Tiago Silva
Lawyer at Marcos Martins Advogados
The expression “Complex Tax Debt” carries a number of myths in its context, and is almost always considered to be unpayable. However, this view reveals certain limitations, be it a lack of knowledge of the legislation, procedural rules or even tools for its proper management.
It is therefore important to establish the criteria used here to classify a tax debt as complex.
Obviously, this classification does not only take into account the procedures necessary to establish the calculation basis and amount of a tax, as this would indicate that all of them are complex, given that Brazil has one of the most complicated tax systems in the world.

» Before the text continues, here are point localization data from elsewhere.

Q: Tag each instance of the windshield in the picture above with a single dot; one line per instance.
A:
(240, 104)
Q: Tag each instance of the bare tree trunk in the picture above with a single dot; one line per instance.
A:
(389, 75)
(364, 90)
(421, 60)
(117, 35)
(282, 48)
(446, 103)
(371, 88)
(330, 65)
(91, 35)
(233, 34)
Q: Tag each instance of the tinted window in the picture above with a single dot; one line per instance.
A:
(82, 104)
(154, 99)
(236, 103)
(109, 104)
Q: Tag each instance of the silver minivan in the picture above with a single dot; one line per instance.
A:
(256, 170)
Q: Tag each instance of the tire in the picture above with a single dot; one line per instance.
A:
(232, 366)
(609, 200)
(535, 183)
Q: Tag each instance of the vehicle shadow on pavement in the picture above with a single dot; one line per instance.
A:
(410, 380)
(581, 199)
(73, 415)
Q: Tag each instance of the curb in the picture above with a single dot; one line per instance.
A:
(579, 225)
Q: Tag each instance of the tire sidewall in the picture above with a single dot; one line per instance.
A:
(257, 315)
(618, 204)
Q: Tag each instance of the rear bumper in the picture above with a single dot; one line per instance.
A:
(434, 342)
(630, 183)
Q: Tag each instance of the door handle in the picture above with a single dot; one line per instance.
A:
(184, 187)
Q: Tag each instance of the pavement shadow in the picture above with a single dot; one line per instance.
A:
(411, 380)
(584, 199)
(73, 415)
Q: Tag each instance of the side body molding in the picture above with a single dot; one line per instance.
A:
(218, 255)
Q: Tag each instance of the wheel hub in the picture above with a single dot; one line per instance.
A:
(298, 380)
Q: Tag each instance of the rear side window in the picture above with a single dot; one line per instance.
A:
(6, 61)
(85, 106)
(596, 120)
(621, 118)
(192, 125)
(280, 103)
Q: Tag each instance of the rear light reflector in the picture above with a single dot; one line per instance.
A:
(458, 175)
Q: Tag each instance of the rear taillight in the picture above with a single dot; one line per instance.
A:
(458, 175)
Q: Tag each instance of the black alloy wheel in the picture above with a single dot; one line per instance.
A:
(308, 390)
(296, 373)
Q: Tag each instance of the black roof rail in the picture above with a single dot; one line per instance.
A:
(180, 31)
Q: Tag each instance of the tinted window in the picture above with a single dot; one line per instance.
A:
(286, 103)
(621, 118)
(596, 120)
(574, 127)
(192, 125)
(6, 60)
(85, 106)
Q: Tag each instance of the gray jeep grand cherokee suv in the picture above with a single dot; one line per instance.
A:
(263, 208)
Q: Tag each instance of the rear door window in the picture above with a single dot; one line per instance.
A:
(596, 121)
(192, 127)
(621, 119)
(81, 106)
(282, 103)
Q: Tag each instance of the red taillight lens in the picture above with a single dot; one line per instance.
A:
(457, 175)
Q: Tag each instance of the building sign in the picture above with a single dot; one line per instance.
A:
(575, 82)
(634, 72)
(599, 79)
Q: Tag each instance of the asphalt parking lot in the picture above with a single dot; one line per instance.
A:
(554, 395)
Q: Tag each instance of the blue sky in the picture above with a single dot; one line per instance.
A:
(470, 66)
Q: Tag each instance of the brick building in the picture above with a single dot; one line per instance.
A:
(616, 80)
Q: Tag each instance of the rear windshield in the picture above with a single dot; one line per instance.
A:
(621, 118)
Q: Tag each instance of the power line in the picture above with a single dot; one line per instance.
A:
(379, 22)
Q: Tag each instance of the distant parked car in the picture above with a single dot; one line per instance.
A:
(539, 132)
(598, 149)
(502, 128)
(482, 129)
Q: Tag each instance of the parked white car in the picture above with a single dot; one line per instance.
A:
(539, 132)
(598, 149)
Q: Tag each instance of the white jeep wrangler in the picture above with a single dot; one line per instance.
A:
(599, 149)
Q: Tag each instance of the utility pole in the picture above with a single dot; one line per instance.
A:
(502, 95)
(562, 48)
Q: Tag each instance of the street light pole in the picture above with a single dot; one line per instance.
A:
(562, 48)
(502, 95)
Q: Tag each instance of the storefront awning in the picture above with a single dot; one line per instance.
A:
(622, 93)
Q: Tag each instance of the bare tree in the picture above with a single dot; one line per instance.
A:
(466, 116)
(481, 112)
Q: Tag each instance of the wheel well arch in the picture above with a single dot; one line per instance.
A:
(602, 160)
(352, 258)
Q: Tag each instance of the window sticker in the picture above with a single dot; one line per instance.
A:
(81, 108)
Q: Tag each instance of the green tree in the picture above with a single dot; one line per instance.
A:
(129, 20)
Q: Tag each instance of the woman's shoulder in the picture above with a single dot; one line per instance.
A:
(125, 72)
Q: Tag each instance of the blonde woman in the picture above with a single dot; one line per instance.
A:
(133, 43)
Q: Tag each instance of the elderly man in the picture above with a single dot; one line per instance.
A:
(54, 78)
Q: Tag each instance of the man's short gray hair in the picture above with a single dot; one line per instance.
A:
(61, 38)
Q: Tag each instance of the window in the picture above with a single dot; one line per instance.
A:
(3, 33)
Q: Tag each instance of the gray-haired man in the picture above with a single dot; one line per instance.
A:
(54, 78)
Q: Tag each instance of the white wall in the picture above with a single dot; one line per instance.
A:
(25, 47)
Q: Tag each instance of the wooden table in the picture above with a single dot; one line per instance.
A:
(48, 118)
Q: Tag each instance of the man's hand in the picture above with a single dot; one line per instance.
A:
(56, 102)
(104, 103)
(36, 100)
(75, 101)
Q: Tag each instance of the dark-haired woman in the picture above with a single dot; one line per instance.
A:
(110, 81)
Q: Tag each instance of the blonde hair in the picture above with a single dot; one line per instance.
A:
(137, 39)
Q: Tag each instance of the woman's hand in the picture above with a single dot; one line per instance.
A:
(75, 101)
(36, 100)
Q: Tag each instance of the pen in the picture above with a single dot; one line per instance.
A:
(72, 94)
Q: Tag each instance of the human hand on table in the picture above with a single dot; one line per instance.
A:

A tax debt is considered complex if it can no longer be supported by the company’s cash flow, if it is the result of several infraction notices with significant amounts (either due to misinterpretation of the rules or ignorance of their changes), if it cannot be settled (ordinary installment plan or simplified installment plan) together with the payment of outstanding taxes, if important assets have been seized or if debts are already being demanded from partners and directors.
Note that the complexity is linked to the level of stress that the debt causes, a situation that often leads entrepreneurs and directors to choose momentary “solutions” that end up burdening companies even more in the long term.
This is usually due to a lack of proper analysis of the problem faced, as well as a failure to consider its effects over time, disregarding the impact of that measure over the course of a day, a month, a year, five years, ten years, fifteen years or more.
Anyone who thinks that postponing the payment of this debt, or simply waiting for the statute of limitations to run, are solutions for this type of debt or any other, is mistaken.
Complex tax debts require in-depth knowledge of tax legislation, an understanding of the full extent of the problem and the execution of customized planning, with the help of tools equipped with artificial intelligence.
Any other way of combating these demands can be considered outdated, especially when you consider that, on the other side, the tax authorities (Federal, State and Municipal) are looking for ways to increase their revenue, including the use of state-of-the-art computers capable of cross-referencing data from all taxpayers.
Furthermore, it’s no surprise that many tax requirements contravene laws and the federal constitution itself – just check out the abusive interest on some charges, confiscatory fines or even the undue expansion of the tax base.
So how can taxpayers combat complex tax debts? Simple, by using experience and human and artificial intelligence.
Take a real case in which the company had accumulated a tax debt considered by the partners to be unpayable, exceeding 45% of the company’s assets, originating from several tax assessments, the payment of which in a common line did not fit into its cash flow.
After carrying out various works, it was found that a large part of the amount demanded, approximately half, was undue, authorizing the use of various judicial and administrative measures to correct it.
Subsequently, it was identified that the company had been paying some taxes using an increased calculation basis, which, once duly adjusted, led to an improvement in cash flow, as well as the possibility of recovering what it had unduly paid over the last five years.
In order to settle the debts and make it possible to issue a negative debt certificate and a positive certificate with a negative effect, the best time and form for settling the debt was identified, with discounts – all duly mapped out.
You can see that experience and human and artificial intelligence are key elements in finding solutions to complex tax debts, allowing companies to grow again and deliver the results expected by all its members.
When faced with complex tax debts, you need to go beyond tax knowledge. You need to understand the market in which the company operates, be aware of the cash flow and its variables, and know the concerns of the partners and directors. In other words, you need to be part of the whole, placing yourself as a strategic partner in the search for results for the company.